If there is no declared variable, there is nowhere to save the result, which is why the compiler complains.
One way to allow use of the ++ operator in this situation would be (not the most concise code, but to illustrate the point):
int myVariable = this.answer.getPoints();
myVariable++;
this.answer.setPoints(myVariable);
this.answer.getPoints() will return a value, and you can't use increment ++ or decrement -- on that. You can only use it on variables.

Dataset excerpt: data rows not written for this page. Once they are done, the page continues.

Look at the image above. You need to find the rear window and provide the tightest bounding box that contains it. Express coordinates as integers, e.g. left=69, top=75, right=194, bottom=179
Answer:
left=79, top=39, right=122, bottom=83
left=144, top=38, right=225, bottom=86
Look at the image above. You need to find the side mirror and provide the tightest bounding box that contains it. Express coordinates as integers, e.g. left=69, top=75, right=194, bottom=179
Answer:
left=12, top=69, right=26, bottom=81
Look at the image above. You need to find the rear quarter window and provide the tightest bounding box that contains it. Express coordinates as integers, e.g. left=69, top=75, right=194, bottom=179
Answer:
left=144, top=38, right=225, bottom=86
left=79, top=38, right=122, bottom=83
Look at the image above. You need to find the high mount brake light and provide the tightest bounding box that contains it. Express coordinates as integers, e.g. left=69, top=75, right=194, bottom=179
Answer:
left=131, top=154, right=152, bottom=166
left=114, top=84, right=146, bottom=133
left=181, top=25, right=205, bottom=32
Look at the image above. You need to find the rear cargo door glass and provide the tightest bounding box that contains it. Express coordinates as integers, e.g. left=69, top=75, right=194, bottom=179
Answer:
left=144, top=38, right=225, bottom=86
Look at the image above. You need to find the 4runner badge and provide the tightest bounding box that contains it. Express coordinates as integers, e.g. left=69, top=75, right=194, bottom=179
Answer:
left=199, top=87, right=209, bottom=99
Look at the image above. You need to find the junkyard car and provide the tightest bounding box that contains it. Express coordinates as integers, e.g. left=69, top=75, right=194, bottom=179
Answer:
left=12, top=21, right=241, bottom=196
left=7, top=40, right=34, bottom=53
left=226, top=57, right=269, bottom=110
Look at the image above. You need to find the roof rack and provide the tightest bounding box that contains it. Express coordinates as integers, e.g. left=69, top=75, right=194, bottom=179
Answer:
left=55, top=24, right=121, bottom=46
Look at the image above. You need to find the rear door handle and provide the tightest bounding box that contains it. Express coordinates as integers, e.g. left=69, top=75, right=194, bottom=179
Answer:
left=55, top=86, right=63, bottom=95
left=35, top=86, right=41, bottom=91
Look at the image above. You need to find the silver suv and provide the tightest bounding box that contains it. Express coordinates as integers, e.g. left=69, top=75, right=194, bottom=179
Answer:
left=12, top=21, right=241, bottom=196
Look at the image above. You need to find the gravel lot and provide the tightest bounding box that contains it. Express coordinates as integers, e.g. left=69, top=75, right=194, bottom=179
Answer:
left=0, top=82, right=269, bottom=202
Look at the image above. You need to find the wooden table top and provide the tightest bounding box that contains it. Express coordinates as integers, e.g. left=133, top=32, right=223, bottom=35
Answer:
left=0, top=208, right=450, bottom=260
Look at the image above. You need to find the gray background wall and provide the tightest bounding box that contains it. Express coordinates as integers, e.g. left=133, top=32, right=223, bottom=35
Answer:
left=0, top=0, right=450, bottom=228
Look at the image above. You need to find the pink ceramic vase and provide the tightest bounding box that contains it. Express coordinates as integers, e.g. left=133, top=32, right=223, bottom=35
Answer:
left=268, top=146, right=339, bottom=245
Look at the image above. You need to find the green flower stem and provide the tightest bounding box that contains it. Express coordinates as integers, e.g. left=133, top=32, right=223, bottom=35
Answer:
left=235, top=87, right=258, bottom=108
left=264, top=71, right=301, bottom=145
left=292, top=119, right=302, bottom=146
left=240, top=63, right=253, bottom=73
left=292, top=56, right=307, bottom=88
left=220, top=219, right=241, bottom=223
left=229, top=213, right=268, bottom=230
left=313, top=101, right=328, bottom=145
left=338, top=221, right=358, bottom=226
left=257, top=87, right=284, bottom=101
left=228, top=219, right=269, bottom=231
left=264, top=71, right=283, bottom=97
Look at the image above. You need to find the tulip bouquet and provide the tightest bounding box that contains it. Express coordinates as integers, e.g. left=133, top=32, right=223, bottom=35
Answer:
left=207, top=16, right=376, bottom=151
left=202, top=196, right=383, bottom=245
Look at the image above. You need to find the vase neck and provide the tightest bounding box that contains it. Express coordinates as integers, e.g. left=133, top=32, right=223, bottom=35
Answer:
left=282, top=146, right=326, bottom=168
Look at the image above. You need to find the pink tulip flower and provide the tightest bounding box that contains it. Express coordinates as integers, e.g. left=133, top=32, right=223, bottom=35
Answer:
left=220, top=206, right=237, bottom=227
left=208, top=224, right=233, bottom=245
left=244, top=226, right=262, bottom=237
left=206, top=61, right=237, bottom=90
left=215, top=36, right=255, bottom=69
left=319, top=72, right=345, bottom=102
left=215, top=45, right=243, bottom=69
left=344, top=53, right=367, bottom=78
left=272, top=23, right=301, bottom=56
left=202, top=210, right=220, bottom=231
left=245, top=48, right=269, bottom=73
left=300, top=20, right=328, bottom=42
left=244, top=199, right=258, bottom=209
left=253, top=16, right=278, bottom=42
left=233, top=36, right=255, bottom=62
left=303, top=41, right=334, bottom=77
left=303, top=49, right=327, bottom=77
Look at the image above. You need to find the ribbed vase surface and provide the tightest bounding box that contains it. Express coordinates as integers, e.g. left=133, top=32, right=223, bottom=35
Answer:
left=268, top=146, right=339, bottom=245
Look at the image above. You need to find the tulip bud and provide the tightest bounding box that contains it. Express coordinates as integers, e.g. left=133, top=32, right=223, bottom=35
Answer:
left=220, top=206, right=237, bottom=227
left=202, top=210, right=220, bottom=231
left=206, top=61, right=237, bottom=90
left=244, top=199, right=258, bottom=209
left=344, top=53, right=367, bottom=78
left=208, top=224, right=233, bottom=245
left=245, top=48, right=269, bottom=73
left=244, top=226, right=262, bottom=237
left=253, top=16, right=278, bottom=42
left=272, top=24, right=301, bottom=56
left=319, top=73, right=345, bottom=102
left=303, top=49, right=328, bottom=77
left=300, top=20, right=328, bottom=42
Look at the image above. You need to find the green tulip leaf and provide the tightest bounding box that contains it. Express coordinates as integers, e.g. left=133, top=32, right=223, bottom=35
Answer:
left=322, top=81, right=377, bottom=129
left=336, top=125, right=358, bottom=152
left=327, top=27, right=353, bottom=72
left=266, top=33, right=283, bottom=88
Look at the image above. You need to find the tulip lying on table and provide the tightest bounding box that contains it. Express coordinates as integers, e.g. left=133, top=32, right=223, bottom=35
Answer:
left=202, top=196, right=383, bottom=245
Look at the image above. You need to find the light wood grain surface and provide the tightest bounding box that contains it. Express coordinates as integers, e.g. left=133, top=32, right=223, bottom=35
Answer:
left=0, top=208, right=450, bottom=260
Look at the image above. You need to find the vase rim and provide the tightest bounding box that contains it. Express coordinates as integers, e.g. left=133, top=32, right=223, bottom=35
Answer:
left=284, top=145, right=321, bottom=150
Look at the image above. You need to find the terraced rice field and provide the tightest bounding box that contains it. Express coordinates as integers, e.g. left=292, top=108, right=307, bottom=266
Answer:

If you want to add 1 to it, you can do it as:
this.answer.setPoints((this.answer.getPoints())+1);
++ will increment a variable with 1, but since this.answer.getPoints() will return a value and its not a defined variable, it won't be able to store the incremented value.
Think of it like doing:
this.answer.getPoints() = this.answer.getPoints() + 1, where would the incremented value be stored?
–
The first part of this (this.answer.getPoints()) creates an rvalue: effectively, an anonymous variable that lasts almost no time.
The second part ++ increments that anonymous variable after it is passed into setPoints().
Then, the anonymous variable (now incremented) is thrown away.
The compiler/IDE knows that you're doing something that will never be used (incrementing a temporary value), and is flagging it.